The phrase “systems change” is trendy and attractive these days, and that is to the good. But actual systems change is elusive. As I have seen up close all my life, systems are incredibly complicated — and most systems are very closed to change, especially those informed by white supremacy or old stereotypes about the humanity of people of color. Changing them is a tall order. 

Beyond that, the work we do to change American systems is constrained by the system of American culture itself. Our society is very results-oriented, very interested in speed and personal achievement, and very individualistic. But I simply don’t believe systems change produces visible achievements from individual efforts. Most systems change is invisible to the people who work to achieve it. So we must learn to be satisfied by building the conditions that make greater equity possible. 

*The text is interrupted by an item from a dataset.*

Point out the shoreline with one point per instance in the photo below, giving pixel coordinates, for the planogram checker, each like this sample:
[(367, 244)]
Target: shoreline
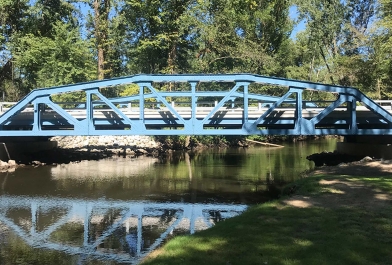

At DHS, which is so vast and so hard to change, I learned to trust my intuition to recognize signs of progress. How is this department interacting with the commissioner it serves? How is this manager behaving toward her staff? How does this assistant commissioner talk about equity? Those tiny signs of change kept me going when the work felt impossible. 

The most promising signs of change, however tiny, are always in people. Although systems change is impossible to see at the level of individual contributions, it’s people who make systems change possible as they learn to embrace  new ideas. Over the years, I learned to prepare people, one by one, to welcome the new. I learned that I would need to do a lot of cajoling and prodding, and to smile even when I felt like smacking someone. I learned about the necessity of helping people grieve the loss of old ways of behaving and cheer on their willingness to do new things. 

Systems change is like planting a forest. Someday, children will be able to play in the shelter of the trees. Today, your job is to dig holes and plant seeds. Tomorrow, and every day after that, your job is to tend the carefully — knowing full well you will not live to see the new environment your work makes possible. But now and then, you will see signs of life and hope. Those signs will keep you going.